Dee Stitt’s home raided in crackdown on UDA by anti-terror police

By Rebecca Black

Prominent loyalist Dee Stitt has said that his house was hit by the PSNI "with a vengeance" yesterday as officers from the Paramilitary Crime Task Force carried out raids across Co Down.

Three searches took place under the Misuse of Drugs Act at residential properties in Bangor and at a nearby commercial property in the operation.

A man was cautioned at the scene, while a second man will be interviewed by police at a later date.

Officers seized a number of items including class B drugs, a computer hard drive, mobile phones and Taser.
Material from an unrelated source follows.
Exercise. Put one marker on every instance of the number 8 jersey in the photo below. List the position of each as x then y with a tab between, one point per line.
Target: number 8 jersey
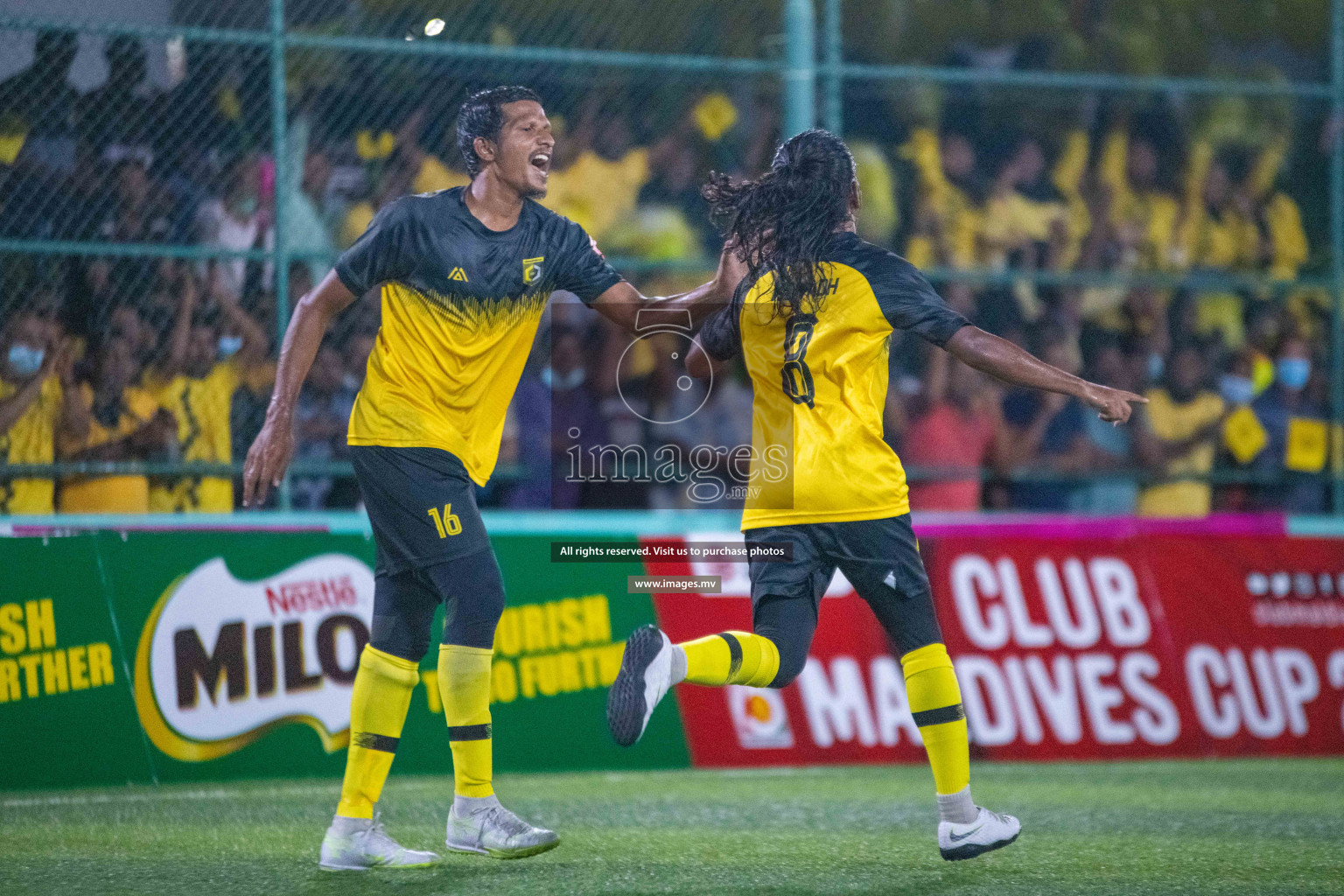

In a tweet last night, Stitt (47) said: "PSNI task force hit my house today with a vengence - we're here for five hours.

"Got nothing only my families' mobiles and kids iPads. No drugs or guns found here.

"Trial by media continues. I stand to defend my name and family. I can do no other."

A PSNI Detective Inspector described the operation as "directed against the North Down UDA".

"A small amount of class B drugs, a computer hard drive, mobile phones and a Taser stun gun have been recovered," he added.

"An adult male will be interviewed at a later date with another male cautioned at the scene, with a report to the PPS to follow."

The Paramilitary Crime Task Force is a joint group that includes police, HM Revenue & Customs and National Crime Agency officers.

It aims to tackle criminality linked to paramilitarism as part of the former Executive's action plan on Tackling Paramilitary Activity, Criminality, and Organised Crime.

Stitt, a convicted UDA armed robber, has previously said that his paramilitary days are behind him. He served a five-year prison term in the 1990s.

He is now chief executive of the Government-funded Charter NI group in east Belfast.

He was recently in the news after Sinn Fein MLA Mairtin O Muilleoir repeated claims initially made in 1988 that loyalist killer Michael Stone was assisted by the RUC when he launched his deadly attack on mourners at the funeral of the Gibraltar Three on March 16 of that year.

Stitt said Stone - who he served four years in jail with - had no help, and in fact got the bus into Belfast before mingling with mourners on the walk to the cemetery.

"There was no collusion, he was a lone guy, he did it himself," he claimed.